Figure 4. Column-like diagram of different gene GO comment classification. The horizontal axis represents various functional classifications, while the vertical axis displays the number of genes belonging to each classification (on the right) and the percentage of these genes in the total annotated genes (on the left). By using different colors, we can distinguish different classifications. The figures shows the functional annotation of DEGs between the (A) H2 and H1 groups; (B) L2 and L1 groups; (C) C2 and C1 groups; and (D) N2 and N1 groups.
Figure 5. Significant enrichment function scatter map. The vertical axis displays feature annotation information, while the horizontal axis represents the rich factor value of the feature. The color of the dot represents the size of the Qvalue, where the closer the color is to red, the smaller the Qvalue. The number of DEGs included in each function is reflected by the dot size. The figure shows the scatter plots of significant enrichment functions between the (A) H2 and H1 groups; (B) L2 and L1 groups; (C) C2 and C1 groups; and (D) N2 and N1 groups.
Figure 6. Bar chart of COG classification for DEGs.
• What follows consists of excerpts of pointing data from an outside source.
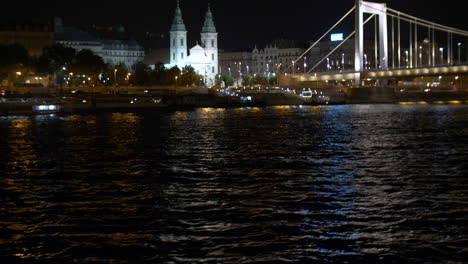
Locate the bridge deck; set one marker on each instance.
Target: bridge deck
(381, 74)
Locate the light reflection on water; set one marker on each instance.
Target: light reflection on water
(361, 183)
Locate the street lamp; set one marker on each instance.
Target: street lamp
(420, 55)
(406, 52)
(342, 61)
(441, 55)
(365, 61)
(305, 65)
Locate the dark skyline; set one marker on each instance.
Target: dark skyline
(240, 24)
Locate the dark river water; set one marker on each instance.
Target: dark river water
(356, 183)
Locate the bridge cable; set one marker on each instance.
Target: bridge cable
(339, 45)
(323, 36)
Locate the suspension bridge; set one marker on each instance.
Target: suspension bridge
(405, 47)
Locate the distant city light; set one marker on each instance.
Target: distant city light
(337, 37)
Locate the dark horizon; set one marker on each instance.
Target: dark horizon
(241, 24)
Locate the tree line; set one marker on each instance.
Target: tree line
(68, 67)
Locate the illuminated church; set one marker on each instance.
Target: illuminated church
(204, 58)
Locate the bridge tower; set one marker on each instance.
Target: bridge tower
(178, 39)
(381, 11)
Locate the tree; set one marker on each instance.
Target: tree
(117, 74)
(224, 77)
(55, 58)
(13, 58)
(189, 77)
(87, 63)
(246, 80)
(141, 74)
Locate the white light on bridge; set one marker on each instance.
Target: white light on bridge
(337, 37)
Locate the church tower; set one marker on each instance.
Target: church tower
(178, 39)
(209, 38)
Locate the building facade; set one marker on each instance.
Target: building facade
(33, 36)
(203, 58)
(126, 52)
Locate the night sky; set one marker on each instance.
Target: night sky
(240, 23)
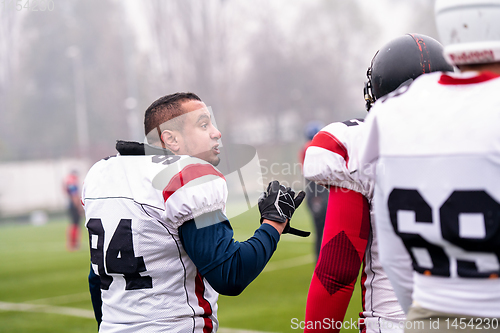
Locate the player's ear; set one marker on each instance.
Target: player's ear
(171, 140)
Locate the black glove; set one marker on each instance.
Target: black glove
(278, 204)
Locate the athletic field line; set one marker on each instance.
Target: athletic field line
(64, 299)
(289, 263)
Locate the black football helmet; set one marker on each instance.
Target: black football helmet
(401, 61)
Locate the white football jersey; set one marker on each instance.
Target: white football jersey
(133, 207)
(436, 147)
(334, 161)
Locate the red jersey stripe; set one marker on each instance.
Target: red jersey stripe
(329, 142)
(203, 303)
(188, 174)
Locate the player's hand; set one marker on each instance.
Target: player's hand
(278, 204)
The horizontal axis represents COG functional categories, while the vertical axis displays the number of genes belonging to each classification (on the right) and the percentage of these genes in the total annotated genes (on the left). The figure illustrates the COG functional annotation of DEGs between the (A) H2 and H1 groups; (B) L2 and L1 groups; (C) C2 and C1 groups; and (D) and N1 groups.
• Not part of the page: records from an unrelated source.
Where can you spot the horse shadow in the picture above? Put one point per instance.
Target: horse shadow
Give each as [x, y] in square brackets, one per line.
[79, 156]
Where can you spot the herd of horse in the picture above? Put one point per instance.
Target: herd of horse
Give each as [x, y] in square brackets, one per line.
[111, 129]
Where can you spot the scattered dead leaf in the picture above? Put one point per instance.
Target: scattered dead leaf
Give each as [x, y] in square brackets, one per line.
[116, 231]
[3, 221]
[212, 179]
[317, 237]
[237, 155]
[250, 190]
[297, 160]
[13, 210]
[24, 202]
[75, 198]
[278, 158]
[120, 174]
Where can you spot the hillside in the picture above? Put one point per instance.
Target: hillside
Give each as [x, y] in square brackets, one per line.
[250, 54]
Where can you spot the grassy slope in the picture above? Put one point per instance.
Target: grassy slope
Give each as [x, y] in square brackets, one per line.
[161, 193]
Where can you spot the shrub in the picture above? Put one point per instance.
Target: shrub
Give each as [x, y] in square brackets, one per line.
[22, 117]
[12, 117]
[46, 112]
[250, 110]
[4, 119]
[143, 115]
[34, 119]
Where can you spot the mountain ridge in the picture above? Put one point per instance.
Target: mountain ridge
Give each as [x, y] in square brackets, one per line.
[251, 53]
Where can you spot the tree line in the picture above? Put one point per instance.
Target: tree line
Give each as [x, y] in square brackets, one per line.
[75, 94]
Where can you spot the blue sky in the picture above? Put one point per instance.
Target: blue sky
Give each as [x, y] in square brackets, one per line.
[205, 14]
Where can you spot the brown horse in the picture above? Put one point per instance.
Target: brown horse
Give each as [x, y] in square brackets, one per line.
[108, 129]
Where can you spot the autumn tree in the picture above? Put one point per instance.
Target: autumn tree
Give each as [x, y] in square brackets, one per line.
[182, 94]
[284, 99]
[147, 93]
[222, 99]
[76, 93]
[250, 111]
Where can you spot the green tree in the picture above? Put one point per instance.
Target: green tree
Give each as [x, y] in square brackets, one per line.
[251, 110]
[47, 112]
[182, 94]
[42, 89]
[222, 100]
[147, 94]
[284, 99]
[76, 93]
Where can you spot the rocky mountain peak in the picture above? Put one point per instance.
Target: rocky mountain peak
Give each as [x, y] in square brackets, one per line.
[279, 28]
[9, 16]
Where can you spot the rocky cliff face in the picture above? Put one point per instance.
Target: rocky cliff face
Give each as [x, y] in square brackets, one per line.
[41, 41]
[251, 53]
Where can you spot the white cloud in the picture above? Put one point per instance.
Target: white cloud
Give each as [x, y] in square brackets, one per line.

Figure 7. (A) Temporal expression analysis of VsFldA, VsSecA, VsDusB, VsAspA, VsCrsA, VsPurB, VsFlgC, and VsCarB in the H, L, C, and N groups. Values are presented as mean ± SD (n = 5). Asterisks indicate significant differences: ** p < 0.01. (B) Oxidative stress capacity of the two experimental strains AJ01 and ΔVsfur. (C) Interbacterial competitiveness of the two experimental strains AJ01 and ΔVsfur. (D) Cytotoxicity of the two experimental strains AJ01 and ΔVsfur. The error line is the standard deviation (n = 3). The asterisks represent significant differences (** p < 0.01).